Listening to his daughter, Jagdish Prasad tears up. “My relative was about to marry his 10-year-old girl. I stopped him and told him to let the little child study, to let her study for as much as she wanted and to not spend money on her wedding. Spend that money on her education, I told him. I will not let you do to your daughter what I did to mine. If I see anyone even trying, I will tell them to look at what happened to me and my daughter and learn from our mistakes.”

Jagdish Prasad learnt from his mistakes, but how many more Jagdish Prasads will it take for our country to wake up to the grave encroachment that is early marriage? It is a blatant infringement on the rights and life of a child, robbing them of their potential. It is the result of a dominant regime of patriarchy, gender discrimination and an unequal distribution of wealth and power in a post modern world. It is also the result of a lax administration, which turns a blind eye toward a heinous practice that is robbing the country of its development and progress. Children are the future of our nation we say, why then have we marginalized half our female population from being included in that future?

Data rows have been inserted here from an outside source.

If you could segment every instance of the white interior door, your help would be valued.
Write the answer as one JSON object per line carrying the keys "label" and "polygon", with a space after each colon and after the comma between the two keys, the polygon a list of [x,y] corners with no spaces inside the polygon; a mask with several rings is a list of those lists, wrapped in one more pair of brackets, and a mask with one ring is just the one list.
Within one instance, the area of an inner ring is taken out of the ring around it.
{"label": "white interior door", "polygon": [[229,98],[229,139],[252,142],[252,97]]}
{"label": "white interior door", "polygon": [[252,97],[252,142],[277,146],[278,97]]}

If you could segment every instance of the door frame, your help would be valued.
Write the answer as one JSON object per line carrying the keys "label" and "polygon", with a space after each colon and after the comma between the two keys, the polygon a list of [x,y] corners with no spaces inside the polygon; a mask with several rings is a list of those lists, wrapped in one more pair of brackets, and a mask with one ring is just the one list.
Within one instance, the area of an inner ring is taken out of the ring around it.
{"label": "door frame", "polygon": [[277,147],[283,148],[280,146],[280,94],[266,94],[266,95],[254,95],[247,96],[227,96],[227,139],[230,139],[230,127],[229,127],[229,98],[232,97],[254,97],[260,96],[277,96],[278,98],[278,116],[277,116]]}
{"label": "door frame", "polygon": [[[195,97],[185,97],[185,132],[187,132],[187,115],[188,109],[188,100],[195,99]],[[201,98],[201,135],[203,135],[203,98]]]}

I don’t expect that parents will stop marrying their underage daughters overnight. It takes one person at a time, one household at a time. We must have the audacity to say stop, to educate parents about the importance of educating their daughters, of the prospects of a career and a bright future for her. You and I cannot stand by and watch another daughter suffer Kamala’s fate. India for every daughter and every daughter for a brighter future. In Kamala’s own words, “There is no question of marriage right now. She will be married one day, when she is independent and capable, when she has the maturity to understand the world, when she is ready to fulfil all her responsibilities and stands on her own two feet. Then my daughter will choose to get married.” If you are seeing this injustice happen around you, you have it in you to stop it.